Bizim kuşak bambaşkaydı.
Her mahallenin bir kabadayısı vardı.
Kabadayı denince.
Öyle kaba saba serserilerden söz etmiyoruz.
Genelde hepsi de iri yarı, yakışıklı olurdu.
Mahallenin namusu başta olmak üzere.
Kabadayılar.
Yoksula, mağdura, haksızlığa uğrayana yardım edip sahip çıkarlardı.
Onların kavga gürültüyle işleri olmazdı.
Çünkü onlara kimse uymazdı.
Velhasıl.
Onlar saygın kişilerdi.
Bir de mahallenin delikanlıları vardı.
Onlar. 
Kabadayının bir nevi çömezleri konumundaydılar.
Delikanlılar hiçbir zaman.
Kavga sırasında. 
Bıçağı, tabancayı bırakın,
Taş, sopa bile kullanmazlar, sadece yumrukla işlerini görürlerdi.
Aksi takdirde.
Kalleş olarak değerlendirilip.
Hele, hele bırakın beş on kişinin bir kişiye saldırmasını. İki kişi bile bir kişiye saldırırsa kınanır,
Toplumdan dışlanırlardı. 
Günümüzde bakıyorum da.
Onlarca kişi yere kıvranan birine bile, tekme sallayıp yumruk savurma adiliğini gösteriyorlar.
Böyle bir davranış.
Acizlik, özellikle de korkaklık olarak değerlendirilirdi.

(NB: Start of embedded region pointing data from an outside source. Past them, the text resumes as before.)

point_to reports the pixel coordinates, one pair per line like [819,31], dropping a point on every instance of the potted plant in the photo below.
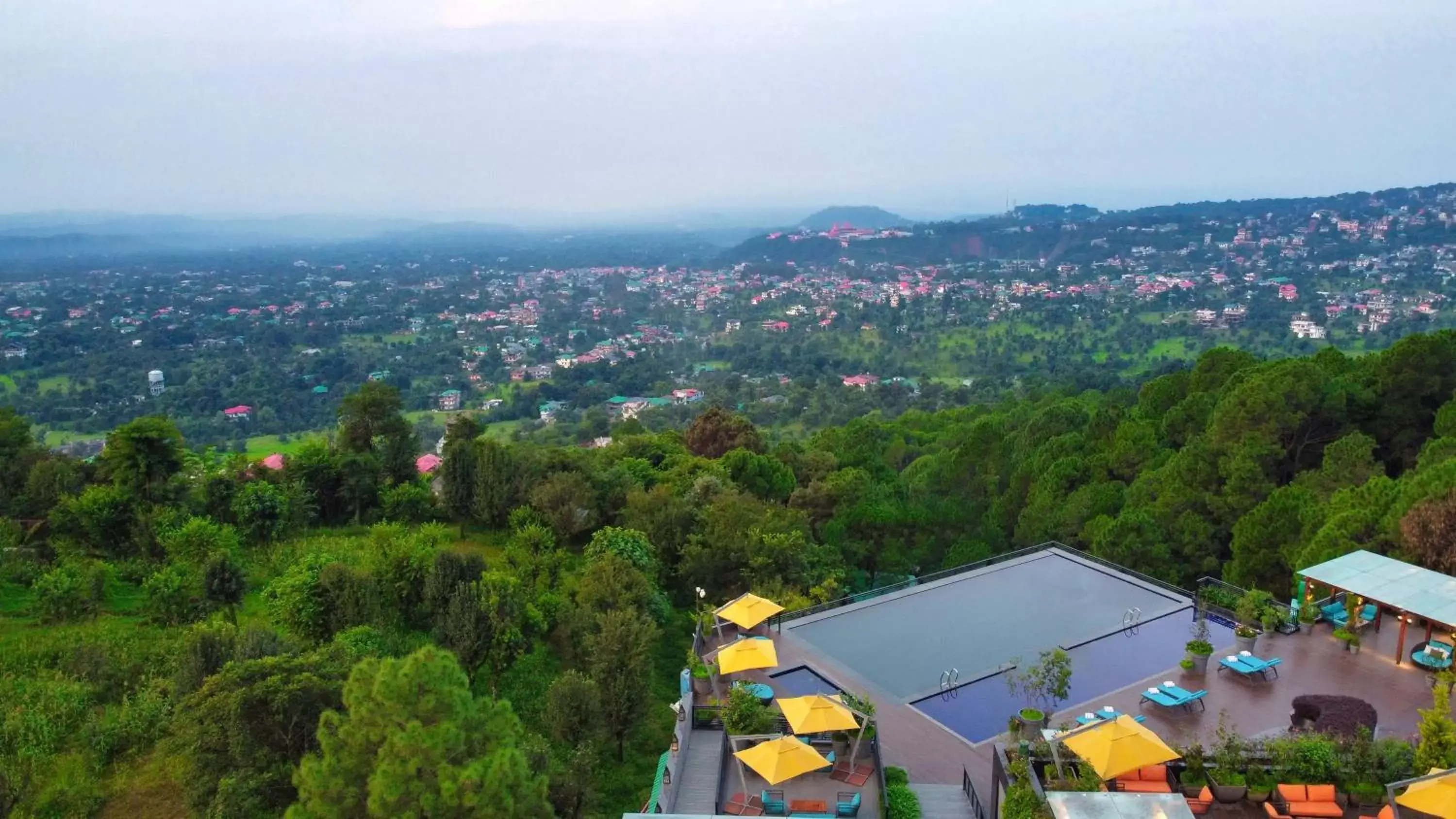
[702,675]
[1346,636]
[1043,686]
[1307,617]
[1250,614]
[1199,652]
[1226,780]
[1269,619]
[1199,648]
[1260,785]
[1196,773]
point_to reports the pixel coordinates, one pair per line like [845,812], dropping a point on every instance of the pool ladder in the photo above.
[950,678]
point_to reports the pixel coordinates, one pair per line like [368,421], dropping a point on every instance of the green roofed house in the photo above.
[1382,584]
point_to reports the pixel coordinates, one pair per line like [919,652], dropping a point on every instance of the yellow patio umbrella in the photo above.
[1435,796]
[745,655]
[817,713]
[1117,747]
[779,760]
[749,610]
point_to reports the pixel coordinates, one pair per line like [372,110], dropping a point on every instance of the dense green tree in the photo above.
[619,659]
[567,502]
[143,454]
[494,482]
[261,511]
[573,704]
[241,734]
[414,742]
[718,431]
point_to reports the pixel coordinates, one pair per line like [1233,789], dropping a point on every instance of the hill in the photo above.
[858,216]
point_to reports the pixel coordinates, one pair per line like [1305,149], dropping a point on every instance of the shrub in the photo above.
[134,723]
[1333,713]
[903,803]
[69,592]
[745,713]
[410,502]
[1307,758]
[174,595]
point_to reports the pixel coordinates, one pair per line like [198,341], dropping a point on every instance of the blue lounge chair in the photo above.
[1439,659]
[1104,715]
[1250,665]
[1336,613]
[827,755]
[1175,697]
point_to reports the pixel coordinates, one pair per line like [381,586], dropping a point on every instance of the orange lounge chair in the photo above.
[1309,802]
[1149,779]
[1203,803]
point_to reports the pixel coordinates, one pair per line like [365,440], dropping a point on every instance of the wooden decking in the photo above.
[1312,664]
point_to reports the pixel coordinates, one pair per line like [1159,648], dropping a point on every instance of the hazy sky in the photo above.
[525,108]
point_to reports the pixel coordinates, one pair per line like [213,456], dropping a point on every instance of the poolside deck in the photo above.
[1312,664]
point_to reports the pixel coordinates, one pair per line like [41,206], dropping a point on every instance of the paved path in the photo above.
[698,795]
[943,802]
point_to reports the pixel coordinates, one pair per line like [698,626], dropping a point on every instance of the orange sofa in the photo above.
[1309,802]
[1203,803]
[1149,779]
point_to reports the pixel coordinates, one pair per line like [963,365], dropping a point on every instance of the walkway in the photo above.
[698,795]
[943,802]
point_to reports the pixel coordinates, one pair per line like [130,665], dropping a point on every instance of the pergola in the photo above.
[1410,591]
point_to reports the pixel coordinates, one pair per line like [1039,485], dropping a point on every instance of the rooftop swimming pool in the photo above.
[979,710]
[982,620]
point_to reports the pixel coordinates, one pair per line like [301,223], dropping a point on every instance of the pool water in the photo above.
[979,710]
[977,622]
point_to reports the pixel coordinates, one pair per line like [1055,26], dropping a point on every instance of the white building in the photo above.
[1305,329]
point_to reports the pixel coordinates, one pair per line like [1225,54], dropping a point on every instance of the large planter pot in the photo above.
[1226,795]
[1031,723]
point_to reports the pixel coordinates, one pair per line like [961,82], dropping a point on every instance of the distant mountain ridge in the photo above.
[858,216]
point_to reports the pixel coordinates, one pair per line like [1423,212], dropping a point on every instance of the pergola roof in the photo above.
[1400,585]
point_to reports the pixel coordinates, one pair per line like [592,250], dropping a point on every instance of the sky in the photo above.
[621,110]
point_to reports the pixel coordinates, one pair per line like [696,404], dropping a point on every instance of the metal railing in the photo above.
[777,622]
[970,793]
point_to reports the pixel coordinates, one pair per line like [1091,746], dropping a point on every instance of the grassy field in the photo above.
[54,383]
[264,445]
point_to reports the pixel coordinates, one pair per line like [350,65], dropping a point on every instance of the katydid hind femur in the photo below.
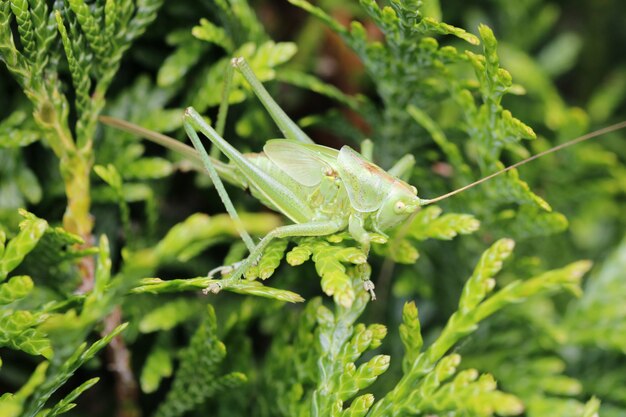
[321,190]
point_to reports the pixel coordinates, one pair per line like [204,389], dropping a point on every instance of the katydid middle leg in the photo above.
[318,228]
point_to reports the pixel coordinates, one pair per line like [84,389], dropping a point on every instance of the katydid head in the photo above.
[398,205]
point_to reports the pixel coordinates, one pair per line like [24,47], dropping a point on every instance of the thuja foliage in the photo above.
[105,244]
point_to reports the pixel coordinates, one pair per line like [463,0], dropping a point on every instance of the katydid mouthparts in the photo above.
[320,189]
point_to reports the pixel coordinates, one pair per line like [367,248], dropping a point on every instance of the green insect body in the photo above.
[321,190]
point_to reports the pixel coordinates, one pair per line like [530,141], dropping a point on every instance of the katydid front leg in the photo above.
[322,228]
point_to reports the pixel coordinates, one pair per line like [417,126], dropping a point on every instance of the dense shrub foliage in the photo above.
[507,299]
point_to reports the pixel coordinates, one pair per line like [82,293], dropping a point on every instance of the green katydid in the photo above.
[322,190]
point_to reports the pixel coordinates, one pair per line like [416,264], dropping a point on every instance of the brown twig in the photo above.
[118,357]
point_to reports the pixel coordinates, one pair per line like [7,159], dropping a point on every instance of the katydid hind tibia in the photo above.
[321,190]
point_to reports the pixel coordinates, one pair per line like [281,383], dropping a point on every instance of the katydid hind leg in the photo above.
[321,228]
[286,125]
[219,186]
[286,200]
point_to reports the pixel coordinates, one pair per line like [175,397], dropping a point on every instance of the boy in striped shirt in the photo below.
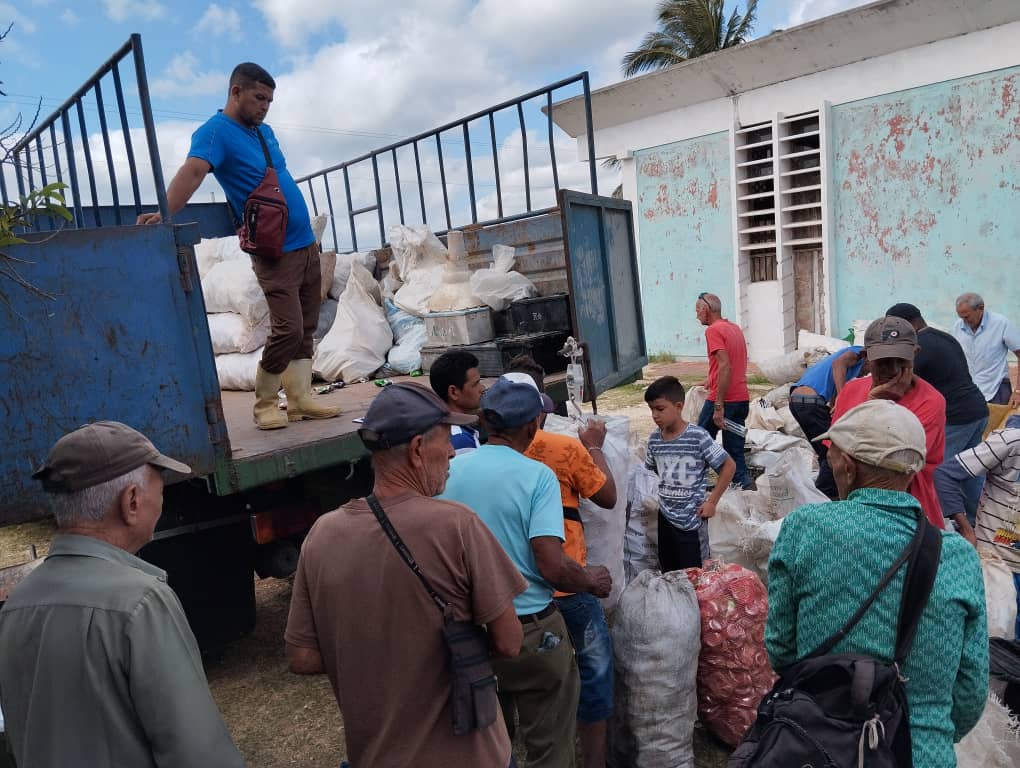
[680,454]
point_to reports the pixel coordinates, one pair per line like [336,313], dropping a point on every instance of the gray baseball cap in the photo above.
[98,453]
[404,410]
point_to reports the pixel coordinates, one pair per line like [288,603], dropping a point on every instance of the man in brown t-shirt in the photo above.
[360,615]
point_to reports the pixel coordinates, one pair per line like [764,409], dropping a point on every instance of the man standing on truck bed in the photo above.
[233,144]
[98,665]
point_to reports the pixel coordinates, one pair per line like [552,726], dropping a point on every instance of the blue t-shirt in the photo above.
[819,375]
[239,164]
[518,500]
[681,464]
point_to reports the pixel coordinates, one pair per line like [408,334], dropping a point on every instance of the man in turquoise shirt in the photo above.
[829,557]
[519,501]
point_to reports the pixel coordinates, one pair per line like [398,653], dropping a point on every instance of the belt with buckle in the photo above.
[546,612]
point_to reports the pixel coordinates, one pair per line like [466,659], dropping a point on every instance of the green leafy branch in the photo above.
[48,201]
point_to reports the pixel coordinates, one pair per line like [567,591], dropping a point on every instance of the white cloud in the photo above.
[218,21]
[808,10]
[121,10]
[182,78]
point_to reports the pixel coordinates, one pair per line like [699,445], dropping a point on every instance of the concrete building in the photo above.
[816,175]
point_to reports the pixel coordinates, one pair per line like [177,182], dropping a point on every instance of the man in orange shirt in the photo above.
[582,472]
[728,400]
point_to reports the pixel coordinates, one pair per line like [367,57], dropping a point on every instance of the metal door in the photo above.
[602,270]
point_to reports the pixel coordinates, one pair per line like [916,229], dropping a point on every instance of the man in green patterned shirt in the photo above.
[829,557]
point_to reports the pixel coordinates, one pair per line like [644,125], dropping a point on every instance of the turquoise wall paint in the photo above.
[926,198]
[684,228]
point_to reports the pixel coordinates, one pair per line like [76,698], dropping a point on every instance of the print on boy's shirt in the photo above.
[682,464]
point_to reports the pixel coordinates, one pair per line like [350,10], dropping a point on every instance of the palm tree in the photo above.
[689,29]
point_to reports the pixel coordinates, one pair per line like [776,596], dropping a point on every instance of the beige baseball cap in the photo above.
[97,453]
[871,431]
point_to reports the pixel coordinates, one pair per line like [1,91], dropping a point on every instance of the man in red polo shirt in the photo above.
[890,344]
[727,380]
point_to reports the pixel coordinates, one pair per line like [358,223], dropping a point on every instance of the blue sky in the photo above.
[352,74]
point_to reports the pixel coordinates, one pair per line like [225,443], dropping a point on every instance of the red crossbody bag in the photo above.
[263,223]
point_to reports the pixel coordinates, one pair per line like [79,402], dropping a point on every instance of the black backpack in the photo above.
[847,710]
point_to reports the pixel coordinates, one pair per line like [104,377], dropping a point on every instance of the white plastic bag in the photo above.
[763,415]
[409,335]
[360,338]
[694,403]
[211,251]
[788,484]
[499,285]
[1000,594]
[993,743]
[604,528]
[419,259]
[342,271]
[237,370]
[233,287]
[232,333]
[641,539]
[656,643]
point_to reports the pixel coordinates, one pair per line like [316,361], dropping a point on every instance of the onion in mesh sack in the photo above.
[733,671]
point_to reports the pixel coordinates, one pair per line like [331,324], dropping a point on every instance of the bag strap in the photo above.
[405,553]
[908,553]
[265,147]
[917,587]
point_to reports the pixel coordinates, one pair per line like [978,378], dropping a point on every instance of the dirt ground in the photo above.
[278,719]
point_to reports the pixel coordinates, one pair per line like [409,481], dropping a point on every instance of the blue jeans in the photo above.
[958,439]
[732,444]
[587,623]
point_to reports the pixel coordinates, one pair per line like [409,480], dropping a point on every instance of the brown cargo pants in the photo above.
[292,288]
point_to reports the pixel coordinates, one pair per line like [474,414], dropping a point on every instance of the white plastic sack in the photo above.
[788,484]
[763,415]
[694,403]
[789,366]
[656,642]
[604,528]
[232,333]
[409,335]
[211,251]
[806,340]
[1000,594]
[993,743]
[641,539]
[419,259]
[342,271]
[360,338]
[232,287]
[237,370]
[498,286]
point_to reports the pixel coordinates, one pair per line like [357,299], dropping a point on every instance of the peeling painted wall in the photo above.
[926,198]
[684,231]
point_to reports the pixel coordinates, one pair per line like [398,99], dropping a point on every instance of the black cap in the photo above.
[404,410]
[905,311]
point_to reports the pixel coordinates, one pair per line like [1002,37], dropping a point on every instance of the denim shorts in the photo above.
[587,623]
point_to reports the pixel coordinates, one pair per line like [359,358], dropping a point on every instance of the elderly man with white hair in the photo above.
[830,557]
[98,665]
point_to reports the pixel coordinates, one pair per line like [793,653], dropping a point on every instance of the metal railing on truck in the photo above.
[323,181]
[50,152]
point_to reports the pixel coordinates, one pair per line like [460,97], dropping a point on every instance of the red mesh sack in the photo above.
[733,672]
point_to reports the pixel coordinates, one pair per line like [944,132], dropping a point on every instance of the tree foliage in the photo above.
[687,29]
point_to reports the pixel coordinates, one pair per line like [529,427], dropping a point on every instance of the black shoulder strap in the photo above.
[908,553]
[405,553]
[265,147]
[917,589]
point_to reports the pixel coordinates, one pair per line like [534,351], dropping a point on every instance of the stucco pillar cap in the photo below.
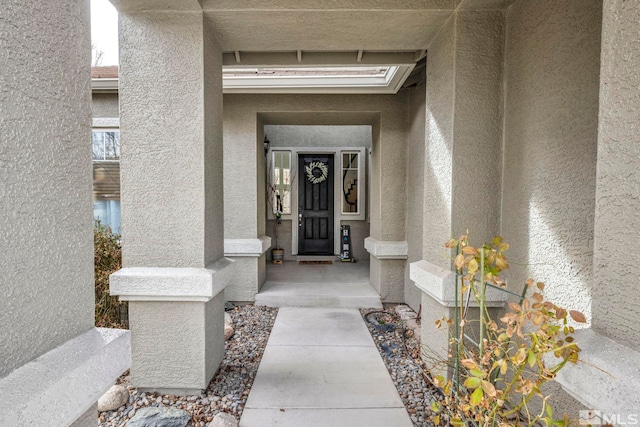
[170,283]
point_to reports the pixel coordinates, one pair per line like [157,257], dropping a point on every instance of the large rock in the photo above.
[159,417]
[114,398]
[228,326]
[223,420]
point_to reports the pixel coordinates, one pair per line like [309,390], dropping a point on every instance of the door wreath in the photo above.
[317,172]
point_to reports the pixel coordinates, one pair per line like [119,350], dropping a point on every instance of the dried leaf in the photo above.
[577,316]
[515,307]
[469,363]
[469,250]
[489,389]
[477,373]
[472,382]
[476,396]
[473,266]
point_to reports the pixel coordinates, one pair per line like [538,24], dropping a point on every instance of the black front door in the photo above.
[315,204]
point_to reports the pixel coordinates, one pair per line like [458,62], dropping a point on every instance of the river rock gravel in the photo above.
[229,388]
[400,351]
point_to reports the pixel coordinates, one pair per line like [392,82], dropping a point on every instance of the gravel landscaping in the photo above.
[400,351]
[228,390]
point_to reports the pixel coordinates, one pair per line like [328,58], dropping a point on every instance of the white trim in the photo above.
[171,284]
[390,83]
[439,284]
[610,365]
[104,85]
[61,385]
[247,247]
[106,122]
[386,249]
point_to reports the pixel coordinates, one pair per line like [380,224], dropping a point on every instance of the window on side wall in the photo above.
[281,182]
[106,177]
[351,182]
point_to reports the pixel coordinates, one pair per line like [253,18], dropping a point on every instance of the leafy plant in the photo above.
[107,258]
[496,381]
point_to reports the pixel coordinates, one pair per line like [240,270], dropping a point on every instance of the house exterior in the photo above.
[527,127]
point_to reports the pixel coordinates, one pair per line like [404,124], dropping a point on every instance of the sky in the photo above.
[104,30]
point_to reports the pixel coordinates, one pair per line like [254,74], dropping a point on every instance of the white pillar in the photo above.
[52,359]
[616,301]
[462,171]
[172,196]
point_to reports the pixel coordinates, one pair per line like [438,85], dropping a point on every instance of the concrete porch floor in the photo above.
[339,285]
[321,368]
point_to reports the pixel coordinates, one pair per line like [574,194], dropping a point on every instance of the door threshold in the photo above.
[315,257]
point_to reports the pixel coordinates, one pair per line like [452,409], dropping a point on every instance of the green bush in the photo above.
[110,313]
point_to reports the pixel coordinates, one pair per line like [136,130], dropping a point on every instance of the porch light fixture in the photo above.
[267,143]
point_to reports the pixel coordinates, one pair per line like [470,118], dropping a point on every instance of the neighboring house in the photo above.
[523,122]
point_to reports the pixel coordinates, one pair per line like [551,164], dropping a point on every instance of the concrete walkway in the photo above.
[321,368]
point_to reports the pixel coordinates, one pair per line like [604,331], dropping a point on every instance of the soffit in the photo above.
[326,30]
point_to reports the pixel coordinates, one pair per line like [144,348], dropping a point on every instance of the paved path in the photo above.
[321,368]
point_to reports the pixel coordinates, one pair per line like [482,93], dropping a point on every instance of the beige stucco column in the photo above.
[462,178]
[54,364]
[172,195]
[387,244]
[610,347]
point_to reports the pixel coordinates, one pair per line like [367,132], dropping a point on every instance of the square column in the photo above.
[463,152]
[172,195]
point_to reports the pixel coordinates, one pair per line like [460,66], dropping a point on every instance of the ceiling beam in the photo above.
[273,59]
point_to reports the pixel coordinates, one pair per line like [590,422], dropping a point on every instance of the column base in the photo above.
[176,316]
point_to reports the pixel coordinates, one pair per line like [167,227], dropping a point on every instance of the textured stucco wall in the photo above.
[477,132]
[415,189]
[616,299]
[105,105]
[246,281]
[439,145]
[318,136]
[46,244]
[240,112]
[171,167]
[463,151]
[156,324]
[551,114]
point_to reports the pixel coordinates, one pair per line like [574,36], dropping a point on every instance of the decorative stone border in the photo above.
[60,386]
[386,249]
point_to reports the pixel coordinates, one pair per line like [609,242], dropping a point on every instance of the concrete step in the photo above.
[328,295]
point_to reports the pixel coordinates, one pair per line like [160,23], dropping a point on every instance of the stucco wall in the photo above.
[439,145]
[171,121]
[415,189]
[551,114]
[616,300]
[477,132]
[243,114]
[105,105]
[46,266]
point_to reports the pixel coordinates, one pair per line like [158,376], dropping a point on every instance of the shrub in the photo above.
[107,258]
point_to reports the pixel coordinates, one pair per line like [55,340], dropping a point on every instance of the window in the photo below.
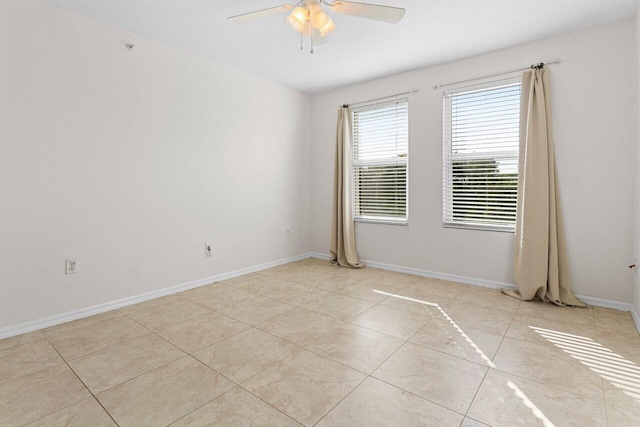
[481,140]
[380,161]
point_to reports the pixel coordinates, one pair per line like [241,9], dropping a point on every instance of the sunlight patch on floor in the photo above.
[622,373]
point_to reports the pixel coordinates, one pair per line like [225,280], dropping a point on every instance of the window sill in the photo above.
[498,228]
[403,222]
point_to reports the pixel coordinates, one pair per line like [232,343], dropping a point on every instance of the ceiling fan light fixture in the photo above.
[297,18]
[327,28]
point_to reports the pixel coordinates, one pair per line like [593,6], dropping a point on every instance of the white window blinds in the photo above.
[380,161]
[481,140]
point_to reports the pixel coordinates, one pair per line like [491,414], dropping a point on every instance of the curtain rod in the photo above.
[411,92]
[540,65]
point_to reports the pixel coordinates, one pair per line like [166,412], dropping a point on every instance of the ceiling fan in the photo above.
[309,19]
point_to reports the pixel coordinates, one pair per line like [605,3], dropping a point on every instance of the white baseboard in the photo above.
[599,302]
[431,274]
[636,318]
[57,319]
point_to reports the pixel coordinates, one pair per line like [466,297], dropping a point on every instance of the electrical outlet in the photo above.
[71,266]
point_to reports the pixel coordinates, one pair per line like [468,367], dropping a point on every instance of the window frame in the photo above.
[448,158]
[355,163]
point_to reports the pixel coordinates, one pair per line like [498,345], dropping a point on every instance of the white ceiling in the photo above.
[432,32]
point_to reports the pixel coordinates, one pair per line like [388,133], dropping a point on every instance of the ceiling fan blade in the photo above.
[259,14]
[389,14]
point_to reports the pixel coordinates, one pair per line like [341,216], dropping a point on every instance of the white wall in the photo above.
[636,217]
[130,161]
[593,108]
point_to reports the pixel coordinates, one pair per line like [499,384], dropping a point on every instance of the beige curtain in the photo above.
[541,267]
[343,241]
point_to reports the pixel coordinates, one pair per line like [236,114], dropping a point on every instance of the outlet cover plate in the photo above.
[71,266]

Linç kültürü giderek yaygınlaşıyor.
Teke tek delikanlıca kavga edene rastlamadım.
Herkes kalleşlik peşinde.
Bizim dönemde birine arkadan saldırmak bile ayıplanırdı.
Gençler arasında yumruk yumruğa kavga edenleri genellikle ayıran da olmazdı.
Herkes çember olup, ringde boks maçı izler gibi kavgayı izlerlerdi.
Hele, hele.
Mahallenin kabadayıları.
Tıpkı horoz dövüşü gibi.
Karşılıklı olarak.
Genç çömezlerini bir meydanda kapıştırırlardı.
Bu bir müsabaka gibi değerlendirilir.
En samimi arkadaşınla eldivensiz yumruk yumruğa kapışırdınız.
1955-60 yıllarında, İstanbul’un Edirnekapı Ortakçılar semtinin kabadayıları.
Arap Basri, Piç Ali, Donanma Kamil idi.
Ben Donanma Kamil’in çömeziydim.
Bugün bile.
O günlerin etkisinden olacak, horoz, köpek dövüşünden nefret ediyorum.
Daha doğrusu, seyredemiyorum.
Kavga etmesine kavga etmek ne ise de.
En samimi arkadaşınla, ortada hiçbir şey yokken, sırf mahallenin kabadayılarını tatmin etmek için yumruk yumruğa dövüşmek mecburiyetinde kalmak beni hep rahatsız etmiştir.
Umarım en kısa zamanda.
Nefrete dayalı, linç kültüründen ve anlamsız saçma sapan kavgalardan, gürültülerden ve cinayetlerden kurtuluruz.